Imagine a world where this wasn’t the norm. What if we allowed ourselves to sit with our grief, to recognize that our bodies have been sites of struggle for all of us in different ways? Instead of believing we are failing, it might behoove us to realize that the system was never built to support us in the first place.

Read More: Let’s Talk About Our Grief

Women and marginalized genders have long carried the weight of bodily grief—through forced birth, medical neglect, gendered violence, and systemic erasure. Their suffering has often been dismissed as exaggeration, hysteria, or simply the cost of existence. But this isn’t just an individual burden. It is a collective experience, one that connects us across identities and political divides.

For disabled people, for instance, body grief is daily, tangible, and systemic. It’s in the way our healthcare system fails us, in the exhaustion of constantly advocating for accessibility, in the way our bodies are either feared, pitied, or erased. For those newly confronting the limits of their bodies—through aging, injury, or illness—this grief can feel shocking and isolating, like a secret no one warned them about. But it isn’t a secret. It’s just something we were never given the language to talk about.

Body grief exists in racialized trauma, in the ways racism manifests physically—through stress, maternal mortality disparities, environmental injustice, and generational harm. It echoes through the bodies of those who have experienced sexual violence, reproductive injustice, and pregnancy loss, forced to navigate their grief alone in a culture that prefers to look away It also exists in the trans experience, in the dysphoria and medical gatekeeping that dictate who is allowed to transition and who must suffer in silence. “Being a trans woman…is living under the constant reminder that our bodies are deemed by many to be unacceptable in the traditional gender paradigm,” said activist and writer Charlotte Clymer. “The curse of body grief is navigating absurd notions of women’s pain and trauma as they relate to our bodies, and the blessing of body brief is recognizing that commonality as a catalyst for the power of community among women.”
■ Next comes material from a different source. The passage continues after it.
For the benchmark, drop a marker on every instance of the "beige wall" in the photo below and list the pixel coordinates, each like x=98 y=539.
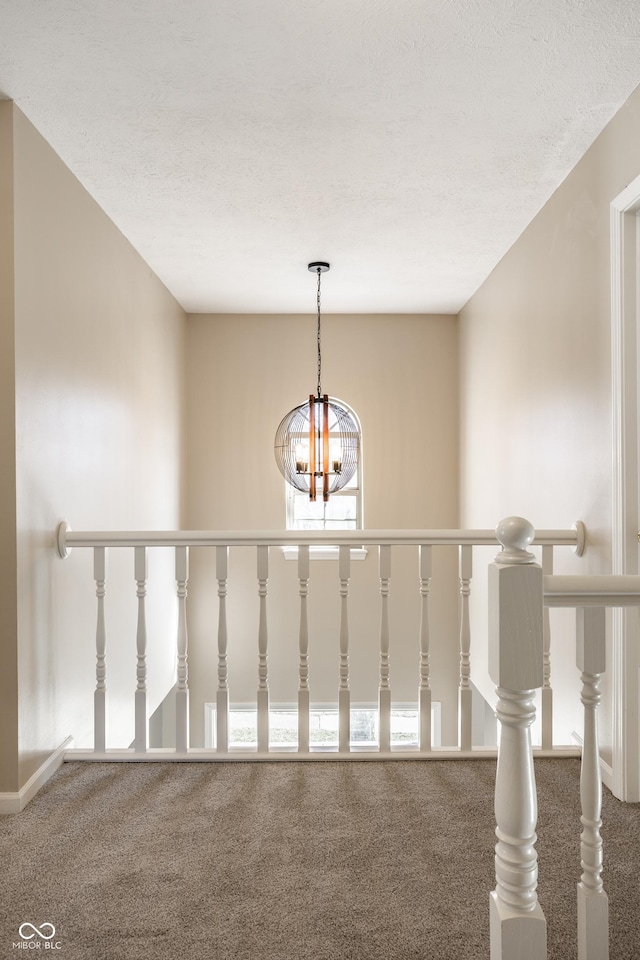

Indeed, normalizing body grievances is more than awareness; it is liberation. I’ve learned this from personal experience. Before my total hysterectomy at 31, I was silently hemorrhaging into adult diapers for half my life each month, never realizing how abnormal my suffering was. The isolation was suffocating, the grief immeasurable. It would’ve been so different if I actually spoke about this pain—if I knew we could unravel the shame and stitch solidarity in its place.

Perhaps, then, body grief could be the Great Unifier—if only we all had the privilege to grieve, to lean into our emotions, and to find solace in our communities. Writer, producer, and impact leader Ashley Jackson reflected on her own experience with invisible illnesses like Fibromyalgia and Long Covid, affirms this truth: “Community is not so much about asking for help or renewing your placard. It means that when I was able to confront myself, I didn’t have to do it alone. It was isolating to come to terms with my body grief on my own… but my community said, we will hold you in this grief.”

Body grief is not just about what we have lost—it is about what we can build when we finally acknowledge it. And if we listen to each other, if we recognize our shared grief, we might just find the common ground we’ve been searching for all along.